Marco’s dark features were even darker than usual in the coming blue of dawn. Ingrid had once feared the scowling face before her. Even more, she’d feared him when he would take on his true form—a thick, cinnamon-red jacket of reptilian scales, featherless sienna wings, and long, wickedly sharp talons. At one point, not very long ago, Marco had considered killing her. That was before he’d been assigned to the abbey and become her gargoyle protector. Before everything that he was forbade him to harm her.

 

“I’m not afraid of what I might find in the sewers,” Ingrid said, though the tunnels were rife with demons. Her last visit beneath the city had been with two demon hunters, Vander Burke and Nolan Quinn, and she hadn’t known the first thing about protecting herself.

 

Things were different now. Ingrid knew how to use her demon half, powered by the blood of a lectrux demon. She knew how to summon electricity and store it in her fingertips, and more importantly, how to release a current of lightning without completely draining her reserves. If she came across a demon threat in the sewers, she was certain she could subdue it.

 

Marco leaned forward. “Then why, Lady Ingrid, could I taste your fear in the back of my throat?”

 

She clenched her teeth and beat back a wave of nausea.
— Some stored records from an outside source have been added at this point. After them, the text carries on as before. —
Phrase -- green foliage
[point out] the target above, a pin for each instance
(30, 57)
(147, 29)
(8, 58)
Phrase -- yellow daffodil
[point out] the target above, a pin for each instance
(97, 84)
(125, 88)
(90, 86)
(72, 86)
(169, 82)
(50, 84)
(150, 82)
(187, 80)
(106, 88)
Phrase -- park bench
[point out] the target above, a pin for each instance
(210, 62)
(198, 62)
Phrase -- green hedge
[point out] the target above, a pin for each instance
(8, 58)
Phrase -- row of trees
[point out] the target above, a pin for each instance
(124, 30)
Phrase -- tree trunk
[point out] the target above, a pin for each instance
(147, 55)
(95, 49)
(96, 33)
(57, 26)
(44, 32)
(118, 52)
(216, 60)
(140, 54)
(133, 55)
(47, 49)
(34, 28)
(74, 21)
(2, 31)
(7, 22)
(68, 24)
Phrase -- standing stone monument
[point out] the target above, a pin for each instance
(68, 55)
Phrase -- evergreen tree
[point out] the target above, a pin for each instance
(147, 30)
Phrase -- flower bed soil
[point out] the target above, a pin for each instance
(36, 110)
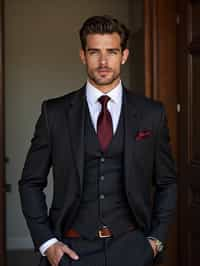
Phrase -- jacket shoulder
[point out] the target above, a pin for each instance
(60, 103)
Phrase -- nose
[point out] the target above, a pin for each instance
(103, 59)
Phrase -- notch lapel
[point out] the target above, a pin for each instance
(76, 122)
(131, 125)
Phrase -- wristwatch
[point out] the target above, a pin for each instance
(159, 245)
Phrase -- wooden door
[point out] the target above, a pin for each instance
(189, 130)
(2, 181)
(160, 80)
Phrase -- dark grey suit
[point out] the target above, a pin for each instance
(59, 142)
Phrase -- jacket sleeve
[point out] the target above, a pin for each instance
(34, 180)
(165, 182)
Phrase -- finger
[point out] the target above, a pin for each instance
(71, 253)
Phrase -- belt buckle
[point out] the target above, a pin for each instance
(101, 235)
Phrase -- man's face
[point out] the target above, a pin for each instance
(103, 58)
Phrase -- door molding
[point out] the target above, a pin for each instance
(2, 169)
(160, 78)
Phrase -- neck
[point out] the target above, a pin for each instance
(105, 88)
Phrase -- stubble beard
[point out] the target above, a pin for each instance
(101, 81)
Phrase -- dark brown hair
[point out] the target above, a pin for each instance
(102, 25)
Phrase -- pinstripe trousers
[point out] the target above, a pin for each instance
(129, 249)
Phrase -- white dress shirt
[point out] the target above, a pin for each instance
(114, 106)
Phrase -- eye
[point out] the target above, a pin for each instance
(112, 52)
(93, 52)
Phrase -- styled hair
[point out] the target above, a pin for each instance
(103, 25)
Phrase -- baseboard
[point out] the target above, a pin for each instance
(19, 243)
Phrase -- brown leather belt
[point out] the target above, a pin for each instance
(104, 232)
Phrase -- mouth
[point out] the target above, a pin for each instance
(103, 71)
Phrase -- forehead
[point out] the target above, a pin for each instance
(103, 40)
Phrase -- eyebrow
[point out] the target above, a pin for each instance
(108, 49)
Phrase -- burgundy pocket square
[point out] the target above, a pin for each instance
(143, 134)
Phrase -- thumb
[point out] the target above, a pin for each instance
(71, 253)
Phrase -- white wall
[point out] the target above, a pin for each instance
(42, 44)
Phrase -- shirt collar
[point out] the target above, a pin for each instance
(92, 93)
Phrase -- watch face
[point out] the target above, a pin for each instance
(159, 246)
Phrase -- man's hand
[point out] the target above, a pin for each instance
(153, 245)
(55, 252)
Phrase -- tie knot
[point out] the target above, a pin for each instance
(104, 100)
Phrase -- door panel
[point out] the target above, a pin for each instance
(189, 91)
(2, 181)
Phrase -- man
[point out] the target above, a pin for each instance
(107, 147)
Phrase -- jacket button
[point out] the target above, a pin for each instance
(102, 160)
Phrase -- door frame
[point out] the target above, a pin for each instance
(2, 142)
(160, 35)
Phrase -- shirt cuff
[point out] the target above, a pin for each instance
(46, 245)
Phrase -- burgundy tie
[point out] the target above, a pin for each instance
(104, 124)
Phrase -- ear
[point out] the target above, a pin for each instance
(82, 56)
(125, 55)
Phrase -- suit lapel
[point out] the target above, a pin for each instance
(76, 121)
(131, 126)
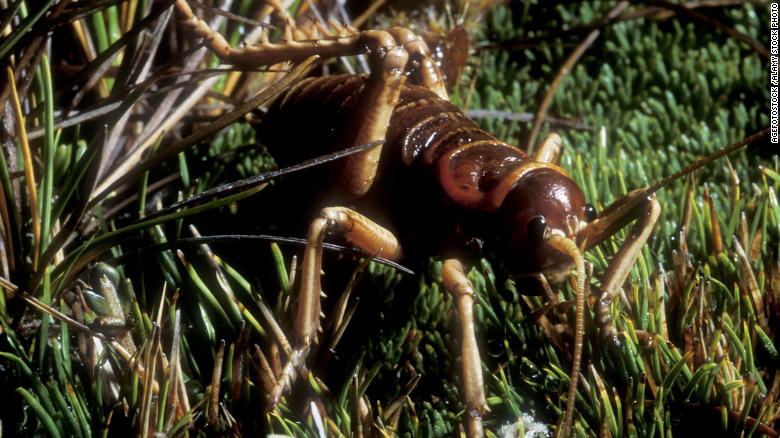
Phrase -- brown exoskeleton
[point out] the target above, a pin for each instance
(455, 182)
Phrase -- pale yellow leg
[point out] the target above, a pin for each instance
(456, 282)
(362, 233)
(549, 149)
(635, 205)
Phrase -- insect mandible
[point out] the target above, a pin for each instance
(525, 209)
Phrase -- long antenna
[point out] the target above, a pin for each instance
(706, 160)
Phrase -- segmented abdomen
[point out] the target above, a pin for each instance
(425, 131)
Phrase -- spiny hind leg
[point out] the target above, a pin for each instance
(422, 68)
(456, 282)
(636, 205)
(362, 233)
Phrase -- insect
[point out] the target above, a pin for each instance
(472, 187)
(104, 304)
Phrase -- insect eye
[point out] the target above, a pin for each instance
(590, 213)
(536, 227)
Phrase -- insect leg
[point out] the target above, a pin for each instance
(360, 232)
(549, 149)
(456, 282)
(423, 69)
(636, 205)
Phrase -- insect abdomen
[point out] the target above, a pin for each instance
(425, 131)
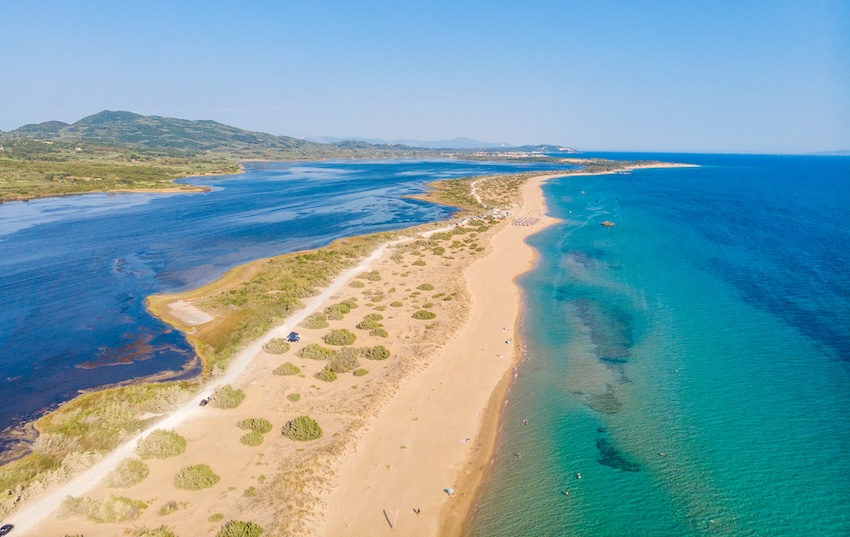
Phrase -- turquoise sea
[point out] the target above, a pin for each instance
(692, 363)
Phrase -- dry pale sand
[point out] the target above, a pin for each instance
(438, 431)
Marco himself didn’t make her uneasy. It was his vivid connection to her that did. He could sense her so intimately that if he held still and drew up her scent, catalogued within his memory, he could feel the beat of her heart echoing his own. He could feel her every breath, the shift in her pulse, even her emotions. He could find her and be at her side within moments.

 

These things were all meant to help him keep his human charge from harm. Still, Ingrid didn’t want him to have such access. She didn’t want him to be her gargoyle.